The bell rings, and subsequently kids start pouring out of classrooms like a flash flood because it's Friday, after all, and who wouldn't? You aren't the pushing and shoving type, so when a door nearly collides with you, instinct tells you to hug the wall until there's less risk of being trampled.
But that's why you have Sam, who pulls you close and whispers, "Hang on to me and try not to look so helpless. We'll be out of here in no time."
Helplessness goes against your feminist beliefs in every way and you're about to protest, but Sam's got an arm snaked around your side in such a way that forces you to walk with her, close to her, and as she picks up the pace you really are as helpless as it gets.
"Outta my way, people, or I'll pulverize you and have you cooked into mystery meat for Monday's lunch!" As empty as Sam's threats usually are, they're also effective in clearing the hallway. You see this not only in Sam's unlucky victims, but even some kids you're sure you've never met before, and Sam doesn't know many people you aren't familiar with.
In record time you've reached the double doors, and the autumn air is crisp when you get outside. You notice that Sam doesn't have a jacket and is in short sleeves. "Aren't you cold?"
"Nah. It's a nice day." And it is, but you wouldn't say it was that nice, and it's kind of freaky the way she doesn't even have goosebumps on her arms.
"You're insane."
"I know." She's proud, too. "What do you say we blow this popsicle stand?"

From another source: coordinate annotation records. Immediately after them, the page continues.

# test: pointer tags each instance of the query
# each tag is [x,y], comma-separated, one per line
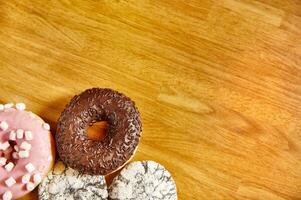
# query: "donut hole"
[98,130]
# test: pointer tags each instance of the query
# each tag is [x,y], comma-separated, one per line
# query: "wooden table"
[218,83]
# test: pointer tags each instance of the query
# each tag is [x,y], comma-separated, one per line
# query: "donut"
[142,180]
[105,156]
[26,151]
[66,183]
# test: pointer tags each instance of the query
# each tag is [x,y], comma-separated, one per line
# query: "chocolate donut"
[123,134]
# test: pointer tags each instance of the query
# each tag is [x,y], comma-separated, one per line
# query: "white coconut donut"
[66,183]
[143,180]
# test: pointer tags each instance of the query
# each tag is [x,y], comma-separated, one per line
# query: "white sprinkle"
[7,195]
[37,178]
[20,106]
[10,181]
[24,154]
[28,135]
[49,158]
[3,125]
[4,145]
[15,155]
[12,136]
[8,167]
[2,161]
[46,126]
[29,186]
[26,178]
[20,133]
[25,145]
[8,105]
[30,167]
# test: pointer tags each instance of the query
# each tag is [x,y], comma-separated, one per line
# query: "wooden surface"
[218,83]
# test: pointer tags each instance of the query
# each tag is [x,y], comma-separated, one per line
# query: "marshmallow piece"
[8,105]
[37,178]
[7,195]
[20,133]
[32,115]
[16,148]
[26,178]
[12,136]
[3,125]
[23,154]
[46,126]
[15,155]
[4,145]
[9,166]
[29,186]
[30,167]
[25,145]
[10,181]
[28,135]
[2,161]
[20,106]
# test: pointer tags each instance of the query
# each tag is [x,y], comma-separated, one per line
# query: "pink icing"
[40,153]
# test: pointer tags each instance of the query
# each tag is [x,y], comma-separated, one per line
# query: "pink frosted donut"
[26,151]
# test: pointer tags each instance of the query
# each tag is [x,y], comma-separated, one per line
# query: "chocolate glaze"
[123,133]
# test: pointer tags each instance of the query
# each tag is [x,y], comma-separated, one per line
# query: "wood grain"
[217,82]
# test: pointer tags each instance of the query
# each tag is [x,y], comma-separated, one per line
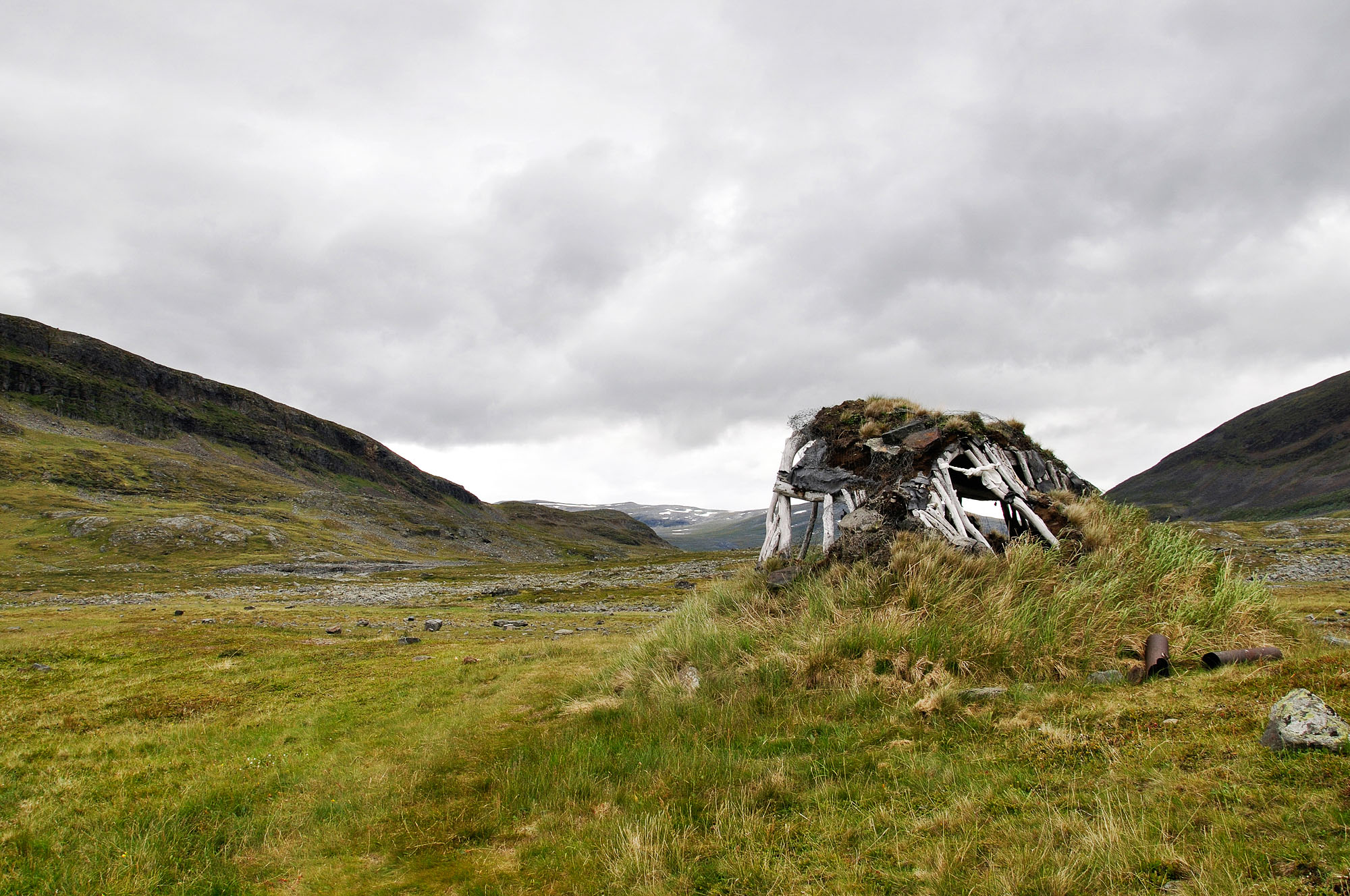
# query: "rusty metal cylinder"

"Sounds good to me." And then you remember: "My stuff! We never went back for it after we supposedly went to the nurse's office!"
She laughs at you, and it's not like you'd expect any concern over pens and notebooks but you would have appreciated her pretending school was important for once. "I love how you just had to say the 'supposedly' part."

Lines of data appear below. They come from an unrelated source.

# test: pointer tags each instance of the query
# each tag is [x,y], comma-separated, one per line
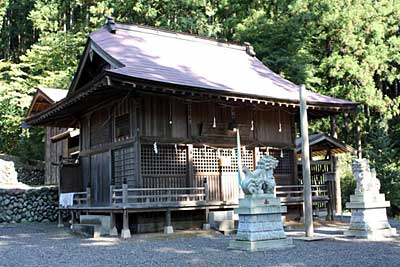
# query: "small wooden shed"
[57,143]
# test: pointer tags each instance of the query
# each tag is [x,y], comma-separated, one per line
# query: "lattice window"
[208,159]
[168,161]
[286,163]
[205,159]
[122,127]
[124,166]
[100,127]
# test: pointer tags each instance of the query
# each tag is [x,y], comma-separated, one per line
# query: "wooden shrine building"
[59,141]
[157,113]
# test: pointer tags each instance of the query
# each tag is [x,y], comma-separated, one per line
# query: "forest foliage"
[344,48]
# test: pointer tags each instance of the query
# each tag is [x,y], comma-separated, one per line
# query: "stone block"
[261,245]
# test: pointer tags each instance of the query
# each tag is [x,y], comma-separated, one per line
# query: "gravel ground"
[45,245]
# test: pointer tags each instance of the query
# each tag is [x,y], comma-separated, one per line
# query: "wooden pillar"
[113,227]
[88,196]
[337,201]
[191,182]
[168,229]
[125,233]
[358,137]
[308,220]
[206,190]
[206,225]
[111,195]
[124,194]
[73,219]
[60,221]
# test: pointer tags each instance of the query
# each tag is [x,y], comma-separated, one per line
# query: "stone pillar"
[168,229]
[260,224]
[113,228]
[125,233]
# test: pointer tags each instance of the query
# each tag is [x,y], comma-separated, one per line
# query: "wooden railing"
[82,198]
[126,196]
[293,194]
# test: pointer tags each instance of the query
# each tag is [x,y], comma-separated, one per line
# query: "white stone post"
[305,158]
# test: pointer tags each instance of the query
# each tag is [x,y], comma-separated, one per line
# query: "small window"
[122,129]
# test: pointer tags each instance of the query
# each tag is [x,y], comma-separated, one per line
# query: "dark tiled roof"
[186,60]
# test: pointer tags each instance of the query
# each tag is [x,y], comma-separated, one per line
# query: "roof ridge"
[180,35]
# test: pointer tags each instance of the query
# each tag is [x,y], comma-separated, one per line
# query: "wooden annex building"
[157,113]
[59,141]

"Sam, I don't want weirdoes going through my backpack or anything."
"Well, do you have anything any weirdoes would want?" She raises an eyebrow in suggestion, and you stare at her. "No...I don't do those things."
"Right." She draws the word out and winks. "Look, Carls, your backpack is right in Mrs. Briggs' room, and I'm sure she'll keep it around or put it in Lost and Found or something. No one's going to go after your precious gel pens, either."
You splutter because she's kind of right in guessing you'd be worried about them. "They're nice pens! But beyond that, I don't want my homework getting lost."
"Well, too bad. You're keeping me warm and therefore I'm not allowing you to leave me," Sam informs you stubbornly. "And I'm walking to your apartment, so either you cooperate or chew off your own arm."
You realize all this time you're still wound up in her and that those are your only choices. So because you value each of your arms, you start moving. "I thought you weren't cold."
"Not with you here," she says and grins. Her cheeks are flushed, her eyes sparkling as you roll your own. You're annoyed by the sheer fact that you can't even be annoyed with her right now because she's so Sam.
But Sam is exactly what you want, and if you have you redo your homework in study hall on Monday, then so be it.